4135.62 · March 3, 1815 AD
A Watch to Set Him Free
Dawn breaks wrapped in fog as William prepares to board the ship that will carry him away from Sydney forever—but first, there is one last meeting in the Domain, one final gift, and one impossible promise that will cost them both more than either can bear to count.

"If you truly love someone, you don't bind them to you. You give them what they need to become who they were meant to be."— Eliza Donnelly
William did not sleep the night before his departure.
He lay in his narrow bed, staring at the ceiling of the room that had been his home for almost two years, and felt the hours pass like blood draining from a wound. Outside his window, Sydney breathed its nocturnal rhythms—the distant calls of night watchmen, the bark of dogs in darkened streets, the occasional clatter of a late carriage on cobblestones. Sounds he had grown so accustomed to that he no longer heard them. Sounds he would never hear again.
His sea chest stood packed by the door, containing everything he owned in the world. It was not much—some clothes, a few books Eliza had given him, the letters of introduction that Reginald Donnelly had provided. The sum total of seven years in the colony, reduced to what one man could carry.
He thought of his parents, who had never learned what became of their son after the courthouse doors closed behind him. He thought of Portsmouth, of the narrow streets where he had played as a child, of the docks where he had learned to work and to dream. He thought of Jack Hawley, whose betrayal had set all of this in motion—the hatred still there, banked but not extinguished, waiting for some future kindling.
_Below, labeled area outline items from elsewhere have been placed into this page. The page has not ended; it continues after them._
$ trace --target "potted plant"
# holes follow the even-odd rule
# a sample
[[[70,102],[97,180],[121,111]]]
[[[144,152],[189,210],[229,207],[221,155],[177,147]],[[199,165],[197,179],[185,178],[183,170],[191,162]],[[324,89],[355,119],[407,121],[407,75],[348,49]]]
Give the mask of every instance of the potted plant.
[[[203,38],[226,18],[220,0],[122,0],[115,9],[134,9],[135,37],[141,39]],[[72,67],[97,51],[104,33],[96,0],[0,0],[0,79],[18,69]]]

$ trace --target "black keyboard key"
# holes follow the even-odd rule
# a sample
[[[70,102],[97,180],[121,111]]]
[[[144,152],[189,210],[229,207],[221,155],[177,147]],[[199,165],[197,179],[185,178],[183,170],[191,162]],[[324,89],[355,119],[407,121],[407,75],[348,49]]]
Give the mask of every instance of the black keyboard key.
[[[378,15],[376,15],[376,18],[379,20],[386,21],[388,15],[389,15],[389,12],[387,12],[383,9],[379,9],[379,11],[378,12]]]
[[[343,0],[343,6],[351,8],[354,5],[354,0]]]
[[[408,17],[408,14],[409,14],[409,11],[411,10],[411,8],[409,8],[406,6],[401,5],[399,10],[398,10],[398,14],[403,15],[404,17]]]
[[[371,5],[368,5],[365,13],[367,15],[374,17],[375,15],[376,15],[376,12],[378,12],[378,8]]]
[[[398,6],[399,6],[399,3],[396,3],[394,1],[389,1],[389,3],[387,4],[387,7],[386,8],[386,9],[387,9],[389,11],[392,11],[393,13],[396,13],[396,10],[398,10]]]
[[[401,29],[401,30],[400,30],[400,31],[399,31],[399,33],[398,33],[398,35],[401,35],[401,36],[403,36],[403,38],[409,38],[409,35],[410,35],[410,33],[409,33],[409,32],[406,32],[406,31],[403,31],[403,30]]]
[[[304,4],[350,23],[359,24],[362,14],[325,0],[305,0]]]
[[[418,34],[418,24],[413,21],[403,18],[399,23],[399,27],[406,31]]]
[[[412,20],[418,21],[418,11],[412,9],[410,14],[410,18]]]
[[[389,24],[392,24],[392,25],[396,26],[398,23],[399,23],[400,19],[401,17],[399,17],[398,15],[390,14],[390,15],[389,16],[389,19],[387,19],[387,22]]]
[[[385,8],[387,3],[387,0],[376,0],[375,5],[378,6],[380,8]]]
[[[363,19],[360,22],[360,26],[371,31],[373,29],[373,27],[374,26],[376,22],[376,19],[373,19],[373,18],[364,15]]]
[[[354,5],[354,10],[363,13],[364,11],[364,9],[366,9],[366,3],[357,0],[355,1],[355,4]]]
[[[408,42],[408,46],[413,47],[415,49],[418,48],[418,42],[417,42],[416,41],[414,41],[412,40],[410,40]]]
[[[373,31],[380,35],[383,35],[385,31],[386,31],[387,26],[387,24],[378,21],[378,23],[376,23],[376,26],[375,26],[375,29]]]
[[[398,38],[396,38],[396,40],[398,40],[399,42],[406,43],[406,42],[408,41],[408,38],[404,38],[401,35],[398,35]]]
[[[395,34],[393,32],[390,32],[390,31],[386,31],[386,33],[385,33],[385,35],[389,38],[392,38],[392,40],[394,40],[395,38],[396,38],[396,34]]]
But mostly, he thought of Eliza.
She had asked to see him one final time before the Doris sailed. A last meeting in the Domain, she had said, her voice steady even as her eyes betrayed the cost of that steadiness. One more afternoon in their sanctuary before the world reclaimed them both.
He had agreed, of course. He would have agreed to anything she asked, would have walked into fire or thrown himself from cliffs if she had requested it. That was the nature of what he felt for her—absolute, unquestioning, terrifying in its completeness.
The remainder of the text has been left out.